I'll have to study the report some more... thanks again...
 
I understand the premise behind building the dams, but the big picture is you're trying to turn the Colorado/Sonoran Desert into cropland, which on its' face seems rather foolish. Then on top of that, you're trying to grow crops there that require comparatively huge amounts of water to grow. Folks can debate economics and free market and human concerns till the cows come home, but in the end, Mother Nature is going to win out - the Imperial Valley is a desert and will continue to be so.
 
So many great pieces of info in that survey! Thanks for finding this. To name just a couple, there's all the stuff about sedimentation as you point out. Figure 14 on Page 30 stands out to me. In 1986, you had two areas of lots of sediment building--at the head mostly above Good Hope Bay, and toward the foot of the dam, mostly below Last Chance. That's quite an interesting profile, and can only imagine its been accentuated since, mostly in the northern end of the lake, but to some extent near the dam too.

But the other real eye catcher is the information about historic inflows.
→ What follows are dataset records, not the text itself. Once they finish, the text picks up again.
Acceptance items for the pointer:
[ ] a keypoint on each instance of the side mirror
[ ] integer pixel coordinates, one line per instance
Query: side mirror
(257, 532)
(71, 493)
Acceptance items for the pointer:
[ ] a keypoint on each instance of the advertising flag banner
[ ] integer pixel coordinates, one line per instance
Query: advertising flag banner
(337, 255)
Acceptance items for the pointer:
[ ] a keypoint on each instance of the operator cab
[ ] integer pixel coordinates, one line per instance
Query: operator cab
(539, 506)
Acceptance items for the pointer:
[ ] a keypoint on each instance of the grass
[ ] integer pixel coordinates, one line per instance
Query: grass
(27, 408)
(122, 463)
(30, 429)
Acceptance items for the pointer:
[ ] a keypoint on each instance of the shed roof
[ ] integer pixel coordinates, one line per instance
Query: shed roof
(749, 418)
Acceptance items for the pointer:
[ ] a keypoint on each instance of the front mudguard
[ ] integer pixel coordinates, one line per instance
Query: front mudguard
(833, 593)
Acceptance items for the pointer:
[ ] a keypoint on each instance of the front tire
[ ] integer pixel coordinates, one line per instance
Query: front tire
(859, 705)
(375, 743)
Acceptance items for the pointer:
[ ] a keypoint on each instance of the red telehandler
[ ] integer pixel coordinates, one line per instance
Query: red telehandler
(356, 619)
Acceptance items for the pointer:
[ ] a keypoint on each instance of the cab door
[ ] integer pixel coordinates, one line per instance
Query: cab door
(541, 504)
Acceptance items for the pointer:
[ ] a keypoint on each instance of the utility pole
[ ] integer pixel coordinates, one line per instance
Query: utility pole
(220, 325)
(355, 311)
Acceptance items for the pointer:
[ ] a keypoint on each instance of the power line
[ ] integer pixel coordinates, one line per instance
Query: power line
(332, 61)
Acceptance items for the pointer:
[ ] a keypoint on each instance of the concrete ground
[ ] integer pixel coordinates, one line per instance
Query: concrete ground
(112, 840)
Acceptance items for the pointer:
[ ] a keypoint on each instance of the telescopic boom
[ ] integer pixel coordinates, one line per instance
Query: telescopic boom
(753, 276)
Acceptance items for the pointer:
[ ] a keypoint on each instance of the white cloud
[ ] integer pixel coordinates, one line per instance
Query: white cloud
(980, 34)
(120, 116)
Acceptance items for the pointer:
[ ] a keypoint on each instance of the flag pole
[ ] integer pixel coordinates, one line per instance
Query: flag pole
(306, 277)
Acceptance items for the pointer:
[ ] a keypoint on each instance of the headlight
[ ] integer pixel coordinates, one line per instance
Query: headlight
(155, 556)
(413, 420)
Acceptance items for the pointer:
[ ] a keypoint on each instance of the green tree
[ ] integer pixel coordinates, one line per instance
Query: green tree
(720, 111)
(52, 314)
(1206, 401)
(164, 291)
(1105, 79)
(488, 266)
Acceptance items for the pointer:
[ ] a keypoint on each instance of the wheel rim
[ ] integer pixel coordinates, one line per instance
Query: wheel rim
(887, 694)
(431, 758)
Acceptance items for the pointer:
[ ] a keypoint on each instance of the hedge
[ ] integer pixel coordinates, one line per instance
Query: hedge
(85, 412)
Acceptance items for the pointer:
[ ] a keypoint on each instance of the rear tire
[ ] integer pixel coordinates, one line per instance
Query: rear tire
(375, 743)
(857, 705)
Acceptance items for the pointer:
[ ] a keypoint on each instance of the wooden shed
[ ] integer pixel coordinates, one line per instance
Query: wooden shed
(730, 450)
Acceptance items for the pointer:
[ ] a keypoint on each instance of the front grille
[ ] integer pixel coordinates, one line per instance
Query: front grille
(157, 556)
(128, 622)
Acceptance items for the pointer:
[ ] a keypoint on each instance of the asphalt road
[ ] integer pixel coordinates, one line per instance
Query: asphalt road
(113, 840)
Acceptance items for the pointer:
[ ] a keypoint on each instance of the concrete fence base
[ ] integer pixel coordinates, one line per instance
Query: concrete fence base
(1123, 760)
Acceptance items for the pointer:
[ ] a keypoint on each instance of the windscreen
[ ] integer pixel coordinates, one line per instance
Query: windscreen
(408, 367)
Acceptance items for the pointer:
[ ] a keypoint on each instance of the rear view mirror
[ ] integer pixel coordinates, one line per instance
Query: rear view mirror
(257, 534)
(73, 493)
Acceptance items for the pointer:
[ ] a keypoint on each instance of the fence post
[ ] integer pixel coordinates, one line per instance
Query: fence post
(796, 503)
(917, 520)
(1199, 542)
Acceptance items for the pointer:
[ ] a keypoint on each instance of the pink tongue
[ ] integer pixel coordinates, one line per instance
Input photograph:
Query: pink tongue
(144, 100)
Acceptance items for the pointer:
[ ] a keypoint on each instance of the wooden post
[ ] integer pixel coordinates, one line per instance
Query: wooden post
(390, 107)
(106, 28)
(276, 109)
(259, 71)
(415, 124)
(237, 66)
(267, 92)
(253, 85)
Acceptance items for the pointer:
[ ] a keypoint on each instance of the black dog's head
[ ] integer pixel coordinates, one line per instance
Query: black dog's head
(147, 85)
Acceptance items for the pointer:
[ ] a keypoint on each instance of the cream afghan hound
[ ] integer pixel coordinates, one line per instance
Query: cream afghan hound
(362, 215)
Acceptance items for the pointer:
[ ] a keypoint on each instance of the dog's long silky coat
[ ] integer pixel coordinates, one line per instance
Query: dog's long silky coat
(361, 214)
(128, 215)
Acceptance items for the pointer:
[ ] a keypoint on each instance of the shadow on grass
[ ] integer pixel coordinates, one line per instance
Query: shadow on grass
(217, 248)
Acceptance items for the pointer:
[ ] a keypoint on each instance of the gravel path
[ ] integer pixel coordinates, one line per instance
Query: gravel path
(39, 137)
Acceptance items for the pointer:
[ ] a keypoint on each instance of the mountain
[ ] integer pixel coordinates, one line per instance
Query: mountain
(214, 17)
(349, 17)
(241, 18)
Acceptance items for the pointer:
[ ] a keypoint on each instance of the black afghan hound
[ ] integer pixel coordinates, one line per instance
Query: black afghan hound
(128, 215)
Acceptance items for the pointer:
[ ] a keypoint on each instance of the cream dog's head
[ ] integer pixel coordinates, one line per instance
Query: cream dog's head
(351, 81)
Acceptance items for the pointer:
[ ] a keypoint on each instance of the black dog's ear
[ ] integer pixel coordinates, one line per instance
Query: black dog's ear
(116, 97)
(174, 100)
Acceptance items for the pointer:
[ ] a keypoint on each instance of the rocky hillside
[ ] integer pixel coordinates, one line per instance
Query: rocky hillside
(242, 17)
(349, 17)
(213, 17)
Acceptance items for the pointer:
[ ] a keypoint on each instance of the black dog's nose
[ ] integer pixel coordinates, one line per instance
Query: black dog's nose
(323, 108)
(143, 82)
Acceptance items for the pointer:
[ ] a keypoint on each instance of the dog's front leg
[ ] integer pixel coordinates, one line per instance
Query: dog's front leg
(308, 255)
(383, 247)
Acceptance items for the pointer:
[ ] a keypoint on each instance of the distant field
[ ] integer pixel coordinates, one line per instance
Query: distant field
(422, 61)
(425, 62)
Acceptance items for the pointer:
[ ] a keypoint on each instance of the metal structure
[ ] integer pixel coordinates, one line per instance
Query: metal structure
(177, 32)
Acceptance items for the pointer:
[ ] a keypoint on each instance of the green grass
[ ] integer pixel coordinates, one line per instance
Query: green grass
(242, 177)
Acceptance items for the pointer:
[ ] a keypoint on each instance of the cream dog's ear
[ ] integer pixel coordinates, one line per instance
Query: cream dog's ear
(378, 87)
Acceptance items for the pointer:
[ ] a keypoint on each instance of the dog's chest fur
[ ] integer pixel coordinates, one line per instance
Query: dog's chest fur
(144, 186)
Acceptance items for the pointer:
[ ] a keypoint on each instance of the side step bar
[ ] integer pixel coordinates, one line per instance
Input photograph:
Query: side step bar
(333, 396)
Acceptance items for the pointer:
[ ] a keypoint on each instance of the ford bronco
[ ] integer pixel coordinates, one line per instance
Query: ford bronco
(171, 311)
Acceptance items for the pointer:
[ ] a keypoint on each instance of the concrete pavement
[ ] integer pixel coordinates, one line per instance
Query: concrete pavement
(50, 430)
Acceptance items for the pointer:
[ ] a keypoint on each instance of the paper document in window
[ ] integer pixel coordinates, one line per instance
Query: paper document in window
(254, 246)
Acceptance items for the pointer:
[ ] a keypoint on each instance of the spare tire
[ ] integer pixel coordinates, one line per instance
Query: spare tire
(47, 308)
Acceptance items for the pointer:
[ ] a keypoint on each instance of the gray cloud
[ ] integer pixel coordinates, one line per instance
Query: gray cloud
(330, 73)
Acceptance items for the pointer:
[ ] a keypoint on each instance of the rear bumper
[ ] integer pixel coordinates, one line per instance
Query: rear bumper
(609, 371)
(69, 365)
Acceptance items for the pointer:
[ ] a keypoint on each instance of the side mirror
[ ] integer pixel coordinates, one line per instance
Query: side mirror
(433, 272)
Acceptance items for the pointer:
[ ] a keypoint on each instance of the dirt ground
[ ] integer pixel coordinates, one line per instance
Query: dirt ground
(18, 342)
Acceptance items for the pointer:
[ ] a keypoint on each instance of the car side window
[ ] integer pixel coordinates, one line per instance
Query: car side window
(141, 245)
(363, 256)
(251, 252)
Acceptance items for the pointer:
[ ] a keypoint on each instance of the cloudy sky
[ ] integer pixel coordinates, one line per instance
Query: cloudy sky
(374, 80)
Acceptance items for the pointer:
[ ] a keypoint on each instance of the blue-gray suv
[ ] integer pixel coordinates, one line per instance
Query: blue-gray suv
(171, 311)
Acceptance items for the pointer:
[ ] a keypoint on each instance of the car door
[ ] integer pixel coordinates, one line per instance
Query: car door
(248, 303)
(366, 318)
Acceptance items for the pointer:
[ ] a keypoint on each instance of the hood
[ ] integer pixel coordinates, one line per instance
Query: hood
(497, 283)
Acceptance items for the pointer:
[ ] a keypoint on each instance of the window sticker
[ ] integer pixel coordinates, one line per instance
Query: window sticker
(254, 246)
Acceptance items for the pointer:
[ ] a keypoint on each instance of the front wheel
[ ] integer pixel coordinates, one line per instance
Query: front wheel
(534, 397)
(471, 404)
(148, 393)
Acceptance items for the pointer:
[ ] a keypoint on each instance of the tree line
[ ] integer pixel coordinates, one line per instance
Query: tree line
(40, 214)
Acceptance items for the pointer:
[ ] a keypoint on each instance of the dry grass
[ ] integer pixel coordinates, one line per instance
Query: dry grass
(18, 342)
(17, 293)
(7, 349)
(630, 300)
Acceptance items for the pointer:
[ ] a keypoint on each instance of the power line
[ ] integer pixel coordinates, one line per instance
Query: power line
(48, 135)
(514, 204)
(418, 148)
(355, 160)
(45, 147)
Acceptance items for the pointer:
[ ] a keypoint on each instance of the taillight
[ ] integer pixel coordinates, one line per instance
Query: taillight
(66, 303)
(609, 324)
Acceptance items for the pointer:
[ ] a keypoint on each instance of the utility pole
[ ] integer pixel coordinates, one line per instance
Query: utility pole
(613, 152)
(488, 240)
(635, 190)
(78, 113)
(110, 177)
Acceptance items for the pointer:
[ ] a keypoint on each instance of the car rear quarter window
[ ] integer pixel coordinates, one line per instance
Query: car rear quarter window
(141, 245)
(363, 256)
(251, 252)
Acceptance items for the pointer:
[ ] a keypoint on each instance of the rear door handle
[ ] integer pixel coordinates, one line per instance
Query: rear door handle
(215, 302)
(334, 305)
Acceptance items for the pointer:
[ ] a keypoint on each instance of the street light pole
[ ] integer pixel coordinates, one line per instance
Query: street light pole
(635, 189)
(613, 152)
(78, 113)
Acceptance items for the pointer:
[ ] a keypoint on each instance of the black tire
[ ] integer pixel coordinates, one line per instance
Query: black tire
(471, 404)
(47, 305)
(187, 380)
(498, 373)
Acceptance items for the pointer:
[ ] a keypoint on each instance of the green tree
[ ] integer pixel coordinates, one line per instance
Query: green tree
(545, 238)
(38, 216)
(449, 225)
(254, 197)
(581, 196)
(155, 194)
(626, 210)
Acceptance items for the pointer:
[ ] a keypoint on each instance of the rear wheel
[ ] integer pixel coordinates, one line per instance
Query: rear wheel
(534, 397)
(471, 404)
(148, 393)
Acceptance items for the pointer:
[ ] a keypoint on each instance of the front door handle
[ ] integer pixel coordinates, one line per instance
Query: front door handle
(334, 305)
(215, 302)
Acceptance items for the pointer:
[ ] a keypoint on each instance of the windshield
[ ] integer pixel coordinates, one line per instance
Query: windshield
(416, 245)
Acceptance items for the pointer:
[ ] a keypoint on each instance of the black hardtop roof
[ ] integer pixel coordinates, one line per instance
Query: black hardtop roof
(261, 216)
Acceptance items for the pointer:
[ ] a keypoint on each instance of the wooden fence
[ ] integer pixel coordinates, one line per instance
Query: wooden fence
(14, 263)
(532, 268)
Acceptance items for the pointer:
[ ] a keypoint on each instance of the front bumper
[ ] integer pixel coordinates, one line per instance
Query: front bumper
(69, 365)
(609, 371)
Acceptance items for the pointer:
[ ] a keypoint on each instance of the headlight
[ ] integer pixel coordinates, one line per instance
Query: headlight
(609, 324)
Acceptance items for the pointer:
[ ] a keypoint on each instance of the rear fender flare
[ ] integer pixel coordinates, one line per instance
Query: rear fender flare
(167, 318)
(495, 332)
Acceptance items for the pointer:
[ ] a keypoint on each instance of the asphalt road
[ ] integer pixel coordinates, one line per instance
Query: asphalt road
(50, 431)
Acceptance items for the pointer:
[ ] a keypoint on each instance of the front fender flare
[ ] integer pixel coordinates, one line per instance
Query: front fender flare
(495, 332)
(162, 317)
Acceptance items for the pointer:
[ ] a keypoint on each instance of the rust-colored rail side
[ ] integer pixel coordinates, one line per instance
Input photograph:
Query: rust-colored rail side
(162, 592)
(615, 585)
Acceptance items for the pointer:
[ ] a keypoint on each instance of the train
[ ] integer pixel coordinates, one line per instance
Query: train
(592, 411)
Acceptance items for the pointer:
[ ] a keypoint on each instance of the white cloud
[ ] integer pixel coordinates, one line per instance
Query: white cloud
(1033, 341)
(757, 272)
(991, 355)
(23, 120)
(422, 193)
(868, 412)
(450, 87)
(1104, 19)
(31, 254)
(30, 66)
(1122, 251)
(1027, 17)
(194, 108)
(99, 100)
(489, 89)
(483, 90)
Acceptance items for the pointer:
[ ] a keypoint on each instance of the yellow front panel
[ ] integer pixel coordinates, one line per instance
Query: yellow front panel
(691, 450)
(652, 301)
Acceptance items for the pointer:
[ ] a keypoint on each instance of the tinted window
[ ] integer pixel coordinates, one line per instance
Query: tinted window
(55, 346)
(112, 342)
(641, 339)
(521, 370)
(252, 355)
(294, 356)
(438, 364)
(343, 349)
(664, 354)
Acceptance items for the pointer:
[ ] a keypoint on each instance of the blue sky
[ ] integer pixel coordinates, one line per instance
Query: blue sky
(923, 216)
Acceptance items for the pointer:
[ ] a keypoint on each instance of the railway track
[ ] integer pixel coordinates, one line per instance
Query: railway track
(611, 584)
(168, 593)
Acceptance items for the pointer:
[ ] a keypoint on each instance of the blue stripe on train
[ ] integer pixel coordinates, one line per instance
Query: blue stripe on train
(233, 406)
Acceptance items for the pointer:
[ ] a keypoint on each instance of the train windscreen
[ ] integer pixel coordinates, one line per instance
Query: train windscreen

Figure 4 on Page 11 really tells the story--generally often above the 15 maf from 1910-30 (12 times in that period), and of course in the middle of that you had the Colorado River Compact of 1922, which assumed 15 maf. They might have thought that to be a reasonable planning threshold at the time. But from the 1930s into the 1970s, it was generally under 15 maf. Maybe a dozen big years exceeded that amount in those 4 decades, and a handful right on the 15 maf number, but most below the line. The big flow years of the late 70s and most of the 80s were a huge anomaly in that context, because it's been generally well below 15 maf ever since.

I'll have to study the report some more... thanks again...

the history of the flows in that river basin were studied and the amount of reliable flows was gauged at less than 15maf but the studies were ignored. check out the latest book by John Fleck and Eric Kuhn's _Science Be Dammed_...

"Arguing that the science of the early twentieth century can shed new light on the mistakes at the heart of the over-allocation of the Colorado River, authors Eric Kuhn and John Fleck delve into rarely reported early studies, showing that scientists warned as early as the 1920s that there was not enough water for the farms and cities boosters wanted to build. Contrary to a common myth that the authors of the Colorado River Compact did the best they could with limited information, Kuhn and Fleck show that development boosters selectively chose the information needed to support their dreams, ignoring inconvenient science that suggested a more cautious approach."